4
votes

For lists one can use slicing my_list[-10:] to get the last (up to) 10 elements

I want to do the same with itertools.islice. In this case I have a collections.deque.

Is there a more efficient way of doing this than the following?

from collections import deque
import itertools
my_deque = deque()
my_list = list()
for i in range(100):
    my_deque.append(i)
    my_list.append(i)

And then we do the slicing:

start = max(0, len(my_deque) - 10)
for i in list(itertools.islice(my_deque, start, None)):
    pass

My timings:

deque: 1000000 loops, best of 3: 962 ns per loop

list slicing: 10000000 loops, best of 3: 95.9 ns per loop

1
Show the full, exact, complete, runnable code to get those timeit results. - John Zwinck
itertools is designed for working with arbitrary, possibly infinite, iterators. An infinite iterator doesn't have a "last" 10 items. Also, for an arbitrary iterator, the only way to get an item is to call its next method to get a single item; more efficient methods simply don't exist. - chepner
About for i in list(itertools.islice(my_deque, start, None)): the conversion into a list is useless and may use memory for nothing. - glenfant
Why not simply using deque.rotate() then yield values till your desired range ? - Chiheb Nexus
@Chris_Rands I don't think there's any iterator that has a __reversed__ method, only some containers have that method. - MSeifert

1 Answers

1
votes

As you found out there's no way to slice a collections.deque. But it supports rotation which could be used in this case:

last_n = 10
my_deque.rotate(last_n)
for i in itertools.islice(my_deque, last_n):
    pass

The problem with itertools.islice in this case is that it needs to iterate over all elements until it reaches the stop. That's because it needs to work with iterators in general not only with random-access-containers like lists and deques. So in your case the islice really had to iterate over all elements in the deque. With rotate and then islice it only has to iterate over 10 elements.

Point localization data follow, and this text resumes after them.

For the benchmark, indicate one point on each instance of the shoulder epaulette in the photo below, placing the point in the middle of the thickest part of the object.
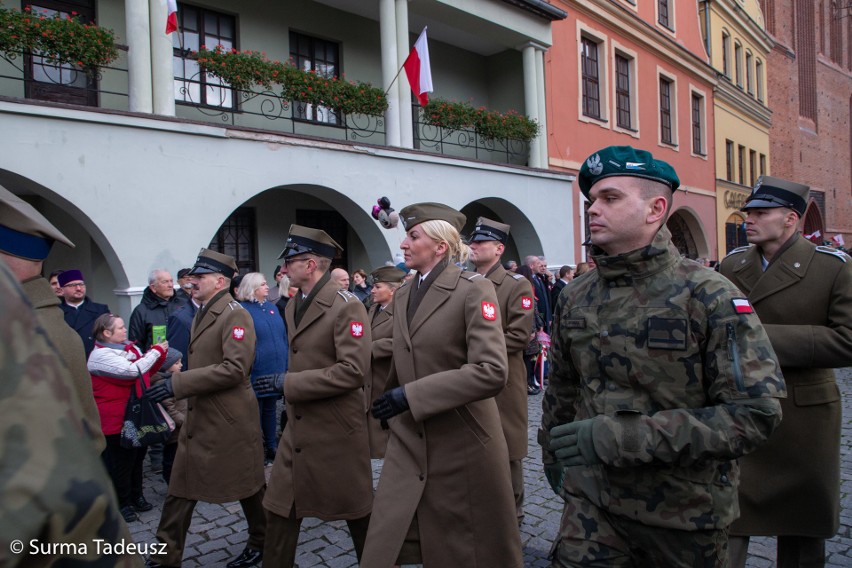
(346, 294)
(738, 250)
(833, 252)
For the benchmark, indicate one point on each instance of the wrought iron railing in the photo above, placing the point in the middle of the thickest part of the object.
(205, 98)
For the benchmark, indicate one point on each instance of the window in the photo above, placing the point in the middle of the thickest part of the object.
(749, 73)
(741, 164)
(622, 92)
(752, 167)
(698, 124)
(729, 160)
(64, 83)
(323, 57)
(237, 237)
(738, 64)
(591, 78)
(726, 54)
(666, 122)
(663, 15)
(200, 26)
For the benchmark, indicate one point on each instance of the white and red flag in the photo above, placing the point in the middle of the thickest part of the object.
(418, 69)
(171, 20)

As for timings, it's hard to know what you compared but using this setup:

from collections import deque
import itertools
my_deque = deque(range(10000))
my_list = list(range(10000))

I get the following timings:

%%timeit

my_deque.rotate(10)
for i in itertools.islice(my_deque, 10):
    pass
my_deque.rotate(-10)  # so the next timing operates on the orginal deque again

2.76 µs ± 41.6 ns per loop (mean ± std. dev. of 7 runs, 100000 loops each)

%%timeit

start = max(0, len(my_deque) - 10)
for i in itertools.islice(my_deque, start, None):
    pass

136 µs ± 8.08 µs per loop (mean ± std. dev. of 7 runs, 10000 loops each)

%%timeit

start = max(0, len(my_list) - 10)
for i in itertools.islice(my_list, start, None):
    pass

119 µs ± 1.64 µs per loop (mean ± std. dev. of 7 runs, 10000 loops each)

%timeit my_list[-10:]

434 ns ± 12.5 ns per loop (mean ± std. dev. of 7 runs, 1000000 loops each)

So it can't beat list slicing (still ~5 times slower) but it's definitely much faster (~50 times) than using your islice approaches.